For customized videos on training and inference, the data should be organized into the reconstruction dataset structure first. We provide our pretrained VQVAE for reconstruction. Please download the weights at vqvae/model.pt
and put it at ./weights/
. The reconstruction process is as follows.
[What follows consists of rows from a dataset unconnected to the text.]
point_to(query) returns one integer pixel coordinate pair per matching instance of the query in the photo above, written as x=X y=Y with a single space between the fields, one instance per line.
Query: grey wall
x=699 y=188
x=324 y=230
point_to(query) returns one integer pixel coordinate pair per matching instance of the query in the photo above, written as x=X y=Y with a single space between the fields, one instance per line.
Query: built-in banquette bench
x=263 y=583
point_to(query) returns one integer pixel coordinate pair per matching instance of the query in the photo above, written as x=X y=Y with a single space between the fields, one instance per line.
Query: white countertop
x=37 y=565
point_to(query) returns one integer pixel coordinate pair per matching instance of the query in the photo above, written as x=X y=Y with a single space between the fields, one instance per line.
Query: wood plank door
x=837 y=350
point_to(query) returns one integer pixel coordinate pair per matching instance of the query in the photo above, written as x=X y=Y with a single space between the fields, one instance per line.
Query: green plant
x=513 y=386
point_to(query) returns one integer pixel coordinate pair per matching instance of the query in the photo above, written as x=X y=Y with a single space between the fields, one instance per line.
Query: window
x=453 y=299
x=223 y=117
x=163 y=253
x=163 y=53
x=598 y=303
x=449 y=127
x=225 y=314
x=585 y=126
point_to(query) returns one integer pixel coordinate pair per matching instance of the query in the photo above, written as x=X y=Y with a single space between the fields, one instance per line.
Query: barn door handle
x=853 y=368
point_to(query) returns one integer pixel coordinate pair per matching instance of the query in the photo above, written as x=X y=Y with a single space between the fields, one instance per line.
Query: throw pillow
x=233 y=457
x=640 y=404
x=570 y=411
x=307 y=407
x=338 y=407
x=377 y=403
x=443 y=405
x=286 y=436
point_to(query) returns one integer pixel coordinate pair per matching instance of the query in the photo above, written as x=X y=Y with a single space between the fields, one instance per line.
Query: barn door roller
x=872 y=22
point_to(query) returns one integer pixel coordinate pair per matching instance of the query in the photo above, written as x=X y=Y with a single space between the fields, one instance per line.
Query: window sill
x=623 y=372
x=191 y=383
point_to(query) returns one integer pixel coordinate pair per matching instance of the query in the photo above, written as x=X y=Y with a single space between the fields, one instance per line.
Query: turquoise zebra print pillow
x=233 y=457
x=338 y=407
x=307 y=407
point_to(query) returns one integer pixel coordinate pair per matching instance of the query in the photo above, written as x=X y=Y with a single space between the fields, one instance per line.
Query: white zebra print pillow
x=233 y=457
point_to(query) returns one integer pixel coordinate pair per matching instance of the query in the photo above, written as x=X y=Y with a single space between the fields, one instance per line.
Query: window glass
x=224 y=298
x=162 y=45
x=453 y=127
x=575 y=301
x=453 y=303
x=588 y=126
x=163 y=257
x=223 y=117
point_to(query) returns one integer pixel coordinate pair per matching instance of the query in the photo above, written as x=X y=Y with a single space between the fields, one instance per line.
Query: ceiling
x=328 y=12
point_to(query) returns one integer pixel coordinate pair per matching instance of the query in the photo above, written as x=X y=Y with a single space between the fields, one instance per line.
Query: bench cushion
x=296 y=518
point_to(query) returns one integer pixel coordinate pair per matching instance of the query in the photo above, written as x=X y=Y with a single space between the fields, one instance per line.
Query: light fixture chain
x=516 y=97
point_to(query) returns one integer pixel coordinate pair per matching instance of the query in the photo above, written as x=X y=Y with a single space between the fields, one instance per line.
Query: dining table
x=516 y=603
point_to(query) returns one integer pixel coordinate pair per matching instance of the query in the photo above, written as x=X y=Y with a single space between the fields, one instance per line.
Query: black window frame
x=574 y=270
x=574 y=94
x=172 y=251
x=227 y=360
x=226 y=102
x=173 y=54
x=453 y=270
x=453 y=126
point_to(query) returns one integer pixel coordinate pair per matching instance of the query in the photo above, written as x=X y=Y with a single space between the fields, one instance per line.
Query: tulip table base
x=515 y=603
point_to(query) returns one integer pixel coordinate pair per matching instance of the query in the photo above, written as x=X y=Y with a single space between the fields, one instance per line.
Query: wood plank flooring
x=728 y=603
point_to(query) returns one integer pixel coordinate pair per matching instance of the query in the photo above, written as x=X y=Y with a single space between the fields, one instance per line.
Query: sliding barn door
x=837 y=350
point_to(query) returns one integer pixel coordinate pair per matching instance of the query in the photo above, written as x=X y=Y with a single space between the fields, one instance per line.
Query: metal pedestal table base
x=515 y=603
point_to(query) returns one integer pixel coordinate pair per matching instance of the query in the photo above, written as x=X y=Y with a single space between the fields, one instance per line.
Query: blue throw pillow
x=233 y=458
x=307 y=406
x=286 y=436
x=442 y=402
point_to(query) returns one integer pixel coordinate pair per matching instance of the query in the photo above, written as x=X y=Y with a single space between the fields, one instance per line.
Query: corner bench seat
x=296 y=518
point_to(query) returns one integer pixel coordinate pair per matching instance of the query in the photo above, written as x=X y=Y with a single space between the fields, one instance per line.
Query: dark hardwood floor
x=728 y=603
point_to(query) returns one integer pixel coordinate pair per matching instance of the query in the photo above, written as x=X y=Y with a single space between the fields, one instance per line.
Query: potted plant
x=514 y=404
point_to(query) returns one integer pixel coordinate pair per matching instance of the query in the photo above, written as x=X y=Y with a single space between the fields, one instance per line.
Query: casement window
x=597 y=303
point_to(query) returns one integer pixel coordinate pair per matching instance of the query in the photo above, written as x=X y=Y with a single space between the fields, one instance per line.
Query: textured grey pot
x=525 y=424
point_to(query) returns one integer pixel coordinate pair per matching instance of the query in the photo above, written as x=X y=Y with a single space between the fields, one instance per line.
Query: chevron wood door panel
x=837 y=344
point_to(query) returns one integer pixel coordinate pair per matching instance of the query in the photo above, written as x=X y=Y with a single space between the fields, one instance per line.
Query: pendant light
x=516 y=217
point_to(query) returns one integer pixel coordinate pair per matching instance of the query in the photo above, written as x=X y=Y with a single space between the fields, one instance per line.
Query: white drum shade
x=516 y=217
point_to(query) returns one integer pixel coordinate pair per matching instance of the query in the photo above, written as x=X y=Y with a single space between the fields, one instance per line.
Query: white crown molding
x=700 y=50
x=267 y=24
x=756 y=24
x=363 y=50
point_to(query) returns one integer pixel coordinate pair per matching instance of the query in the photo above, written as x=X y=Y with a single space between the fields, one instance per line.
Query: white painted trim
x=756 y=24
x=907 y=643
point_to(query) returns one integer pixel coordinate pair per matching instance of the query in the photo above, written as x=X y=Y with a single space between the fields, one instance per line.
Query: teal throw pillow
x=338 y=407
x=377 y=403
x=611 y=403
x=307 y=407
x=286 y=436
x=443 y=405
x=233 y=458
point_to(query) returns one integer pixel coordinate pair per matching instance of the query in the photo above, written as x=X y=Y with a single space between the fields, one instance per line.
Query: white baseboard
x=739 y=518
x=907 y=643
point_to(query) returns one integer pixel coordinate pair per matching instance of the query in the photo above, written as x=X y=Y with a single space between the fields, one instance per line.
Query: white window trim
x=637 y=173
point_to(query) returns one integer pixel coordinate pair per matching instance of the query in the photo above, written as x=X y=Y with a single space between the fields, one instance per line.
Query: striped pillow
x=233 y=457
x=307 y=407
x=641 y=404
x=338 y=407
- Prepare the original videos in the following structure.
-- $VIDEO_DATA_ROOT
| -- dataset A
| -- 0_real
| -- {video_1}.mp4/avi/...
...
| -- {video_N}.mp4/avi/...
| -- 1_fake
| -- {video_1}.mp4/avi/...
...
| -- {video_N}.mp4/avi/...
| -- dataset B
| -- 0_real
| -- {video_1}.mp4/avi/...
...
| -- {video_N}.mp4/avi/...
| -- 1_fake
| -- {video_1}.mp4/avi/...
...
| -- {video_N}.mp4/avi/...
...
- Run the following bash to convert videos into frame suquence and generate reconstructed frames.
python prepare_reconstructed_dataset.py -d $VIDEO_DATA_ROOT -o $RECONSTRUCTION_DATASET_ROOT
- For customized datasets, we provide a procedure for caching MMFR.
Prepare the dataset as the reconstructed data structure, where the data root is denoted as $RECONSTRUCTION_DATASET_ROOT
. Then, run the following script to conduct inference on frames based on our finetuned LLaVA.
python prepare_mm_representations.py --cached-data-root $RECONSTRUCTION_DATASET_ROOT --output-dir $MM_REPRESENTATION_ROOT
The results will be saved as follows, where the MMFR of each class is cached and saved as a pth file.
| -- $MM_REPRESENTATION_ROOT
| -- dataset A
| -- class A1
| -- mm_representation.pth
| -- class A2
| -- mm_representation.pth
| -- dataset B
| -- class B1
| -- mm_representation.pth
| -- class B2
| -- mm_representation.pth
...
In each pth file, the MMFR for every frame is saved as:
{
'{video_id}_{frame_id}.jpg': {
'visual': visual_feature,
'textual': textual_feature
},
...
}